「環境技術」2007年5月号:<汚泥の減量化とコストダウン>
特集のねらい

          
                            村上定瞭 (宇部工業高等専門学校) 
     
 有機性汚水の浄化には維持管理費の安い生物学的手法が用いられているが、この浄化法の欠点として、栄養源である汚濁物質を摂取して増殖する微生物が余剰汚泥として排出されることである。特に、好気性微生物を用いた浄化法は処理水質が良好であるので広く普及しているが、その増殖率が高く大量の余剰汚泥を発生する。今日、廃棄物の排出量削減や再利用が進む中で、汚水浄化施設から排出される汚泥は、未だに増加の傾向にある。
  汚泥は、含水率が高くまた腐敗しやすく、取り扱いが厄介なものである。加えて、個々の汚水処理施設からの汚泥排出量は異なり、その処理処分については状況に応じた対応が必要である。汚泥は、まず重力沈降により濃縮された後、様々な処理工程を経て有効利用や最終処分が行われている。この汚泥処理の過程で、収集・運搬を含め、多くの経費とエネルギーが費やされている。
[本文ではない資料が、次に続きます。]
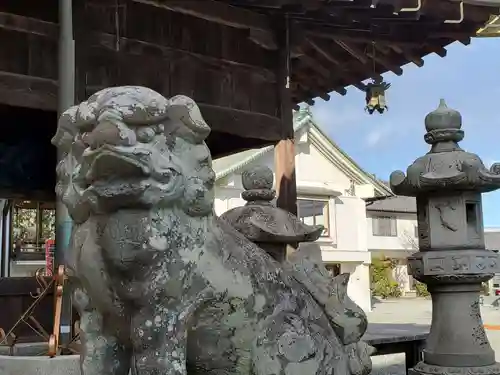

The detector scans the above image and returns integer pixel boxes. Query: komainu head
[52,86,215,223]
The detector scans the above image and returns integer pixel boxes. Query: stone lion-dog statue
[52,86,372,375]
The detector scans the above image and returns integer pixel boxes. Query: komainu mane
[53,86,371,375]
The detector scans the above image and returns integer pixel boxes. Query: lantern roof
[390,99,500,196]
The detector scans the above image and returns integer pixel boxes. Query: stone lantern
[390,100,500,375]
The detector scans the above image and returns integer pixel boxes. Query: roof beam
[0,12,59,39]
[0,71,282,141]
[388,44,424,68]
[366,51,403,76]
[133,0,274,34]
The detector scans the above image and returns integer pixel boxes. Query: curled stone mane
[52,86,215,222]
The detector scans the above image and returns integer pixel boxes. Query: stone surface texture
[53,86,371,375]
[390,100,500,374]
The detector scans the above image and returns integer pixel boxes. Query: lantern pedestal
[408,250,500,374]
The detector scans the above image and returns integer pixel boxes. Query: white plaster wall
[366,211,418,250]
[340,263,372,312]
[294,143,351,192]
[333,196,368,251]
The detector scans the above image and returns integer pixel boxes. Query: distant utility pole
[54,0,75,345]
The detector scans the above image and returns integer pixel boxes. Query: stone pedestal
[408,250,500,374]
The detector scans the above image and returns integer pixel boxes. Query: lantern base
[408,361,500,375]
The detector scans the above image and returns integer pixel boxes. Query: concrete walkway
[367,297,500,375]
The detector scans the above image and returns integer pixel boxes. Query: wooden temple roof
[146,0,499,104]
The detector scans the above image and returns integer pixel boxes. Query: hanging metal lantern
[365,78,391,115]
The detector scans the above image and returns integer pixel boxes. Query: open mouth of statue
[85,147,150,186]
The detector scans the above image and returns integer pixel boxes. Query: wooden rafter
[0,71,281,141]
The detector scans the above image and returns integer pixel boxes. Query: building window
[297,198,330,236]
[372,216,398,237]
[11,201,56,259]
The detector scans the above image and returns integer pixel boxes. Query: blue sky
[312,38,500,227]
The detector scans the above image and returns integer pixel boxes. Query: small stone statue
[221,166,324,262]
[53,86,371,375]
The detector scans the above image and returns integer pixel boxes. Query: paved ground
[367,297,500,375]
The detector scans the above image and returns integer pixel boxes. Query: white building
[366,196,418,294]
[213,108,392,311]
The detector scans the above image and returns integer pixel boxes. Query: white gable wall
[295,143,351,193]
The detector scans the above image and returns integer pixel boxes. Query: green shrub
[415,281,431,297]
[371,259,402,299]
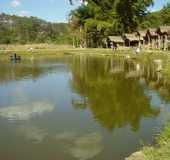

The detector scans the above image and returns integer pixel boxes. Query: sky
[0,0,170,22]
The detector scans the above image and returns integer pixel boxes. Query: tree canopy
[70,0,170,46]
[0,13,71,44]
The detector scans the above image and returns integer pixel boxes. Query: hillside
[0,13,71,44]
[139,3,170,29]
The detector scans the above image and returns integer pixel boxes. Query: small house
[109,36,124,46]
[124,33,140,46]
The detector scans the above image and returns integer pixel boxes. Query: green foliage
[70,0,153,47]
[0,14,71,44]
[139,3,170,29]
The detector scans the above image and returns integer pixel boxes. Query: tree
[70,0,153,47]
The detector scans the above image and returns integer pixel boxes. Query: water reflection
[56,132,103,160]
[71,56,160,131]
[0,102,54,121]
[17,125,48,143]
[70,133,103,160]
[0,59,66,83]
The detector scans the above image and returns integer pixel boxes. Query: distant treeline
[139,3,170,29]
[0,13,72,44]
[70,0,170,47]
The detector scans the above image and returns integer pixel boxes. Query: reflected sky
[0,55,170,160]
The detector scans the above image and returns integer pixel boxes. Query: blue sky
[0,0,170,22]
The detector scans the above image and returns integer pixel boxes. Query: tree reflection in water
[71,56,160,131]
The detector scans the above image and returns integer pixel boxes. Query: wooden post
[158,35,161,50]
[163,35,168,51]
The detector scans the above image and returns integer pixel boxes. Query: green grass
[143,125,170,160]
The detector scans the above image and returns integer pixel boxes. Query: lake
[0,55,170,160]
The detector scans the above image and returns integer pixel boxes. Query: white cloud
[11,0,21,8]
[19,11,30,17]
[50,0,55,3]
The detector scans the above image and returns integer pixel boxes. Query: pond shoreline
[0,47,170,160]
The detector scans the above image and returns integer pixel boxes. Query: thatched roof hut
[146,28,158,37]
[137,30,147,40]
[125,33,139,41]
[159,26,170,35]
[109,36,124,43]
[124,33,140,46]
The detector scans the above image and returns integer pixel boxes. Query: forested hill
[0,13,71,44]
[139,3,170,29]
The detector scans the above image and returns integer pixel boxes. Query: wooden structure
[124,33,141,47]
[136,31,146,47]
[106,26,170,50]
[109,36,124,46]
[145,28,160,49]
[157,26,170,50]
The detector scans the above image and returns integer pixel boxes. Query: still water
[0,56,170,160]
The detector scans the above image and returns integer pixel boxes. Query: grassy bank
[0,44,170,160]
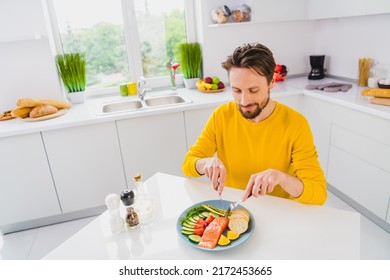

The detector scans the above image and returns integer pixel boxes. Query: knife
[225,193,252,218]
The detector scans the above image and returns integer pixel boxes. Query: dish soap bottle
[121,189,139,229]
[133,173,153,224]
[105,193,124,233]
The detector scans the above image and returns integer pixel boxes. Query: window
[48,0,187,92]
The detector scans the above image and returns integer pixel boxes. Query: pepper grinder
[105,193,124,233]
[121,189,139,229]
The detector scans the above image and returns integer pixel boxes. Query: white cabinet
[43,122,126,213]
[252,0,307,23]
[386,199,390,224]
[366,0,390,15]
[184,107,216,150]
[302,95,390,228]
[271,94,301,111]
[327,106,390,220]
[0,133,61,227]
[309,0,366,19]
[117,112,186,183]
[308,0,390,19]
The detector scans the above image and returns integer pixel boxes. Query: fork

   一方で、汚泥そのものの発生量を削減する取組も、古くから行われている(図-1)。この中で、栗田工業(株)は、1992年、オゾンを用いた余剰汚泥を排出しない活性汚泥法を提案し、1995年、世界で初めてこれを実用化した。その後、様々な方式を用いた汚泥減量化法が開発され、多数の技術が実用化されている。現在までに、日本下水道事情団(JS)または(社)地域資源循環技術センター(JARUS)から8つの技術が認定され、農業集落排水処理施設等をはじめ小規模汚水処理施設を中心に、これらの減量化技術が普及しつつある。
  上記汚泥減量化法の原理は、増殖微生物を基質化(生分解性物質へ改質)し再び微生物により消化することで、最終的に、汚濁物質のほとんどを二酸化炭素等の無機物に変換するとともに余剰汚泥の発生しない系を構築することである(図-2)。具体的には、活性汚泥法を例に挙げると、生物学的、化学的または物理学的な手法を用いて返送汚泥の一部を基質化処理し、処理された汚泥を曝気槽へ移送して消化する方法である。ところが、最近、汚泥減量化技術について「@どのような基準でどの技術を選定したらよいか、Aこの技術の導入にあたっての留意事項は何か、Bこの技術によるコストダウンはどのくらいか。」等々の照会が多く、本特集号を刊行することとなった。
  本特集の内容は、(1)汚泥減量化技術の解説および(2)その具体的な技術の紹介から構成されている。(1)については、本技術の設計・操作条件とその技術の導入にあたっての留意事項について解説した。(2)については、紙面の制約もあり、JARUSで認定された技術に限定した。また、汚泥基質化法の他に食物連鎖法による汚泥減量化技術の1事例も加えた。最後に、本特集号の刊行にあたり、ご協力を頂いた各社および執筆者の方々に厚く御礼を申し上げます。